0a386d4 verified 4 days ago

2.96 kB

	---
	license: mit
	language:
	- multilingual
	- en
	- vi
	- th
	library_name: coreml
	tags:
	- coreml
	- embeddings
	- sentence-similarity
	- retrieval
	- hark
	base_model: intfloat/multilingual-e5-small
	---

	# multilingual-e5-small — CoreML (int8) for Hark

	A CoreML (`mlprogram`, int8-weight-quantized) conversion of
	[`intfloat/multilingual-e5-small`](https://huggingface.co/intfloat/multilingual-e5-small)
	(384-dim, multilingual), packaged for on-device vault search in
	[Hark](https://github.com/tuanda2912/hark) — a local-first, macOS-only meeting
	transcription app. Runs on the Apple Neural Engine; **nothing is sent off the
	machine** (Hark embeds the whole vault locally).

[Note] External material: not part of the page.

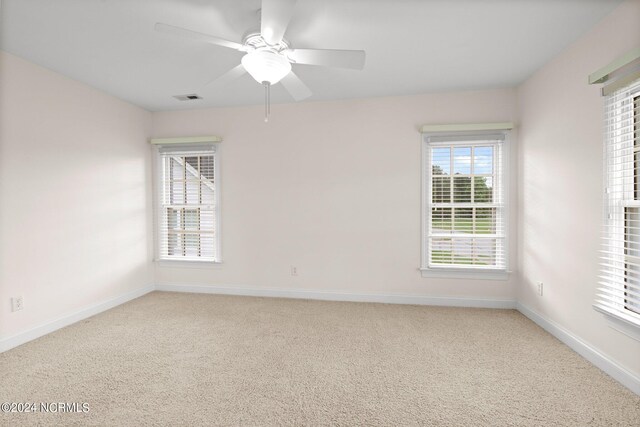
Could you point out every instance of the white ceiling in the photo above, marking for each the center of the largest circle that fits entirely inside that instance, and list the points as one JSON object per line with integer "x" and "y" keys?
{"x": 413, "y": 46}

	This repo exists so Hark can download a ready-to-run CoreML artifact instead of
	shipping it in the app bundle. It is a faithful conversion — see Provenance and
	Validation — not a new model.

	## Files

	\| File \| What \|
	\|---\|---\|
	\| `MultilingualE5Small.mlpackage/` \| the CoreML model (int8 weights, ~113 MB) \|
	\| `tokenizer.json`, `tokenizer_config.json`, `special_tokens_map.json` \| XLM-RoBERTa tokenizer (SentencePiece Unigram) \|
	\| `sentencepiece.bpe.model` \| the SentencePiece model \|

	Hark's loader snapshots this repo at a pinned revision into its app-support
	models dir, compiles the `.mlpackage` to the ANE, and runs fully offline
	thereafter.

	## I/O contract

	- inputs: `input_ids` (int32 `[1, L]`), `attention_mask` (int32 `[1, L]`), flexible `L ∈ 1..512`
	- output: `last_hidden_state` (float32 `[1, L, 384]`)
	- Hark applies masked mean-pooling + L2-normalization in Swift, and the e5
	asymmetric prefixes (`"query: "` / `"passage: "`). Reproduce those if you reuse
	this model directly.

	## Provenance

	- Converted from `intfloat/multilingual-e5-small` at source revision
	`614241f622f53c4eeff9890bdc4f31cfecc418b3` via
	[`engine/scripts/convert-embedder-coreml.py`](https://github.com/tuanda2912/hark/blob/main/engine/scripts/convert-embedder-coreml.py)
	(coremltools 9, `convert_to="mlprogram"`, `minimum_deployment_target=macOS14`).
	- int8 weight quantization (per-channel, symmetric) via
	[`engine/scripts/quantize-embedder-int8.py`](https://github.com/tuanda2912/hark/blob/main/engine/scripts/quantize-embedder-int8.py)
	(`coremltools.optimize.coreml.linear_quantize_weights`).

	## Validation

	- Fidelity: worst-case cosine between the fp16 and int8 pooled+L2-normalized
	embeddings was 0.99986 across EN/VI/TH probe sentences — the int8 weights
	are essentially indistinguishable from fp16 for retrieval.
	- On-device: Hark's gated cross-lingual + end-to-end retrieval tests pass on
	the Apple Neural Engine with this int8 artifact (EN↔VI/TH closer than
	unrelated; full chunk → embed → index → retrieve pipeline).

	## License

	MIT, inherited from `intfloat/multilingual-e5-small`. This is a format conversion
	+ weight quantization of that model; all credit to the original authors.